Une jasette avec Sarah-Maude Beauchesne

Jessica Dostie Collaboration spéciale
Quand elle trouve un livre qui lui plaît, Sarah-Maude Beauchesne peut le lire trois fois.
Photo: Kelly Jacob Quand elle trouve un livre qui lui plaît, Sarah-Maude Beauchesne peut le lire trois fois.

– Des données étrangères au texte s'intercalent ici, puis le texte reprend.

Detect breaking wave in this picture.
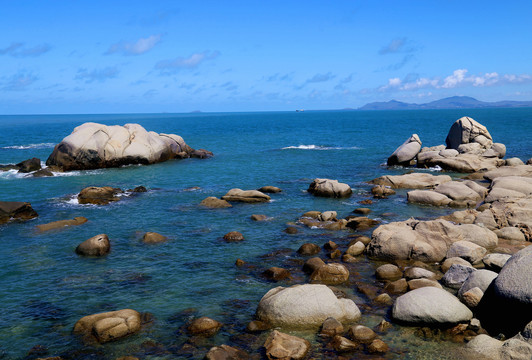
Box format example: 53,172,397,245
281,145,361,150
0,143,55,150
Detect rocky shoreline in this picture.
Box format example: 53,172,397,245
0,118,532,360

Ce texte fait partie du cahier spécial Le petit D

L’autrice Sarah-Maude Beauchesne a écrit plusieurs romans (tu as peut-être même déjà lu son dernier livre, L’été d’avant, inspiré de la télésérie L’Académie). D’ailleurs, elle signe le scénario de cette populaire émission et s’apprête à publier le tome 2, L’été d’après, à la fin de juin. On a discuté écriture, littérature et syndrome de la page blanche avec celle qui est aussi co-porte-parole du concours booktube Livre-toi organisé par l’Association nationale des éditeurs de livres.

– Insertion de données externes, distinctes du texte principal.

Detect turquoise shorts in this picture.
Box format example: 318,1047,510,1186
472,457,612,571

Tu as fait de l’écriture ton métier. As-tu toujours aimé écrire ?

Oh oui ! Depuis toute petite, j’écris des journaux intimes. J’étais une enfant hypersensible et anxieuse, et écrire mes états d’âme chaque jour dans mes journaux intimes m’a vraiment sauvée. C’est aussi ce qui m’a permis de trouver ma voie et de raffiner ma plume, en plus de développer mon cerveau : en écrivant, j’ai eu des prises de conscience déterminantes, qui sont par la suite devenues les prémices de mes œuvres.

Mes journaux intimes sont restés très importants pour moi — je suis une personne nostalgique et je les relis presque au complet chaque année. S’il y a le feu, c’est la seule chose que je sauve ! Et encore aujourd’hui, à 30 ans, je continue à mettre des mots sur ce que je ressens. J’en ai besoin.

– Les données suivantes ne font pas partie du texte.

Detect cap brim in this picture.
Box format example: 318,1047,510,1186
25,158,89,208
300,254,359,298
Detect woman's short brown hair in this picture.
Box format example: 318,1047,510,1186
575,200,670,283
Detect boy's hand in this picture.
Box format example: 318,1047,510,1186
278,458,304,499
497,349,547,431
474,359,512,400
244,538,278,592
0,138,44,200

Étais-tu aussi une grande lectrice ?

Je n’ai jamais été un rat de bibliothèque. Je ne suis pas la fille typique qui aime écrire et qui lit un livre par semaine. Je suis une lectrice assez sélective et, quand je trouve un livre qui me plaît, je peux le lire trois fois.

Quels romans t’ont le plus marquée ?

J’ai lu les Harry Potter cinq fois chacun. C’était la première fois que je me créais un groupe d’amis grâce à un livre. L’univers de J. K. Rowling a marqué ma vie, au point que je me suis fait faire un tatouage ! Comme beaucoup de jeunes femmes de mon entourage, l’œuvre de Dominique Demers m’a aussi marquée. Les livres d’Anique Poitras également.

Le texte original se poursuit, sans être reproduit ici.